Since launching in late April and early May, Huebsch said the sprint medic has responded to about 30 calls per month in Otter Tail County. While that number may not seem like a lot, Huebsch said the additional support in rural communities can make the difference between life and death.
“It’s not a huge number, but that is pretty much to be expected in some of these rural areas,” she said.
With a limited number of calls in rural communities, Huebsch said it can be difficult for rural ambulance and emergency services to continue to operate without losing money, something that the pilot sprint medic program is trying to solve. State funding for the program runs through June 2027 to give Otter Tail County personnel enough time to develop and study the program as it hopes to mold the program into something that can assist rural EMS across the state.
While the Henning Ambulance Service is part of the sprint medic program, the ambulance service has requested that the new sprint medic not be immediately dispatched to calls in its area, which is different than a number of other communities in the county.
Henning Ambulance Director Chelsey Waskosky said the reason for the request to not immediately have the sprint medic dispatched to calls in their service area is simple—it isn’t necessary to have the sprint medic at a majority of their calls.
“Eighty percent of our calls are not exciting. They are not the life and death stuff that the movies portray,” said Waskosky, who added the sprint medic has responded to just nine calls in the Henning Ambulance Service area since its inception, compared to 195 calls for the Henning Ambulance Service during that same period. “Eighty percent of our calls are transports. We are transporting people with broken bones or they are sick.”
Serving 300 square miles that includes 100 percent of four township, parts of 13 townships and five communities, Waskosky said immediately dispatching the sprint medic to a call when it isn’t necessary not only requires the ambulance service to bring the medic back to their vehicle after the call is completed, but also takes them out of service if another call comes into dispatch.

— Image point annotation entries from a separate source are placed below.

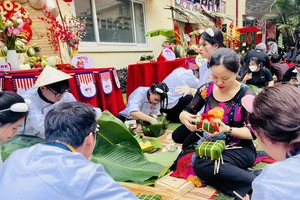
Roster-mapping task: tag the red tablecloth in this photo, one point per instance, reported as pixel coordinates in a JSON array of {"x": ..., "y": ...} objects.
[
  {"x": 146, "y": 74},
  {"x": 112, "y": 102}
]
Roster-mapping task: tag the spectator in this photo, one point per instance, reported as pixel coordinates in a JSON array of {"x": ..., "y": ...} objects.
[
  {"x": 225, "y": 92},
  {"x": 13, "y": 111},
  {"x": 278, "y": 68},
  {"x": 274, "y": 115},
  {"x": 176, "y": 101},
  {"x": 260, "y": 53},
  {"x": 292, "y": 75},
  {"x": 60, "y": 169},
  {"x": 50, "y": 89},
  {"x": 272, "y": 46},
  {"x": 145, "y": 101},
  {"x": 257, "y": 75}
]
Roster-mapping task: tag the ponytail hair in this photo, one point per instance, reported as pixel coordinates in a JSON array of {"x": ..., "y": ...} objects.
[{"x": 162, "y": 90}]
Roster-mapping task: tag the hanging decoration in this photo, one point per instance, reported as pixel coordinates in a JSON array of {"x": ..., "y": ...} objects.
[
  {"x": 115, "y": 73},
  {"x": 37, "y": 4},
  {"x": 86, "y": 84},
  {"x": 51, "y": 7},
  {"x": 211, "y": 5},
  {"x": 8, "y": 8},
  {"x": 106, "y": 82},
  {"x": 22, "y": 83},
  {"x": 178, "y": 2},
  {"x": 21, "y": 1}
]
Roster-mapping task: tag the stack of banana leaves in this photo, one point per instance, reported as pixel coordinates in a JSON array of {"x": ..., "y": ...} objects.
[
  {"x": 116, "y": 150},
  {"x": 155, "y": 130}
]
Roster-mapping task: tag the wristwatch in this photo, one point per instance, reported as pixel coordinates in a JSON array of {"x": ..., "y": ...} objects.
[{"x": 230, "y": 131}]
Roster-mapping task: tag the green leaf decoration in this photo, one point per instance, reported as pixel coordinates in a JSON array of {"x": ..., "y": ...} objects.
[
  {"x": 155, "y": 130},
  {"x": 18, "y": 142},
  {"x": 125, "y": 164},
  {"x": 113, "y": 131},
  {"x": 155, "y": 143},
  {"x": 149, "y": 197}
]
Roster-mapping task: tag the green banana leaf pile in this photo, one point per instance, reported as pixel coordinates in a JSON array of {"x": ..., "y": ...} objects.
[
  {"x": 120, "y": 153},
  {"x": 155, "y": 130},
  {"x": 116, "y": 150}
]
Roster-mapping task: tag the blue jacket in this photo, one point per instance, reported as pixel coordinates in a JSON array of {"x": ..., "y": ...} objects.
[{"x": 48, "y": 172}]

“We get that Parkers really loves it,” said Waskosky. For us we just kind of feel like we don’t need them to come to every call.”
After years of waning volunteers to make up the local ambulance service, the Henning Ambulance Service has seen an influx of new volunteers this year with nine new people joining the staff. One thing that Waskosky said would really assist the Henning Ambulance Service would be to allow the sprint medic to be stationed in ambulance services like in Henning when there is a few hour lapse in volunteer hours. Many times this includes hours during the day when volunteers are working out of town and few people are in town to respond to an emergency.
While she said Grant County allows their sprint medic to be stationed in an ambulance service to help with a lapse in coverage, Waskosky said that isn’t the case in Otter Tail County just yet. She said she hopes that is something that can change down the road as the program is molded to fit the needs of rural EMS personnel across the region.
“We are getting the program in its infancy so we are just trying to make the program work for everyone,” she said.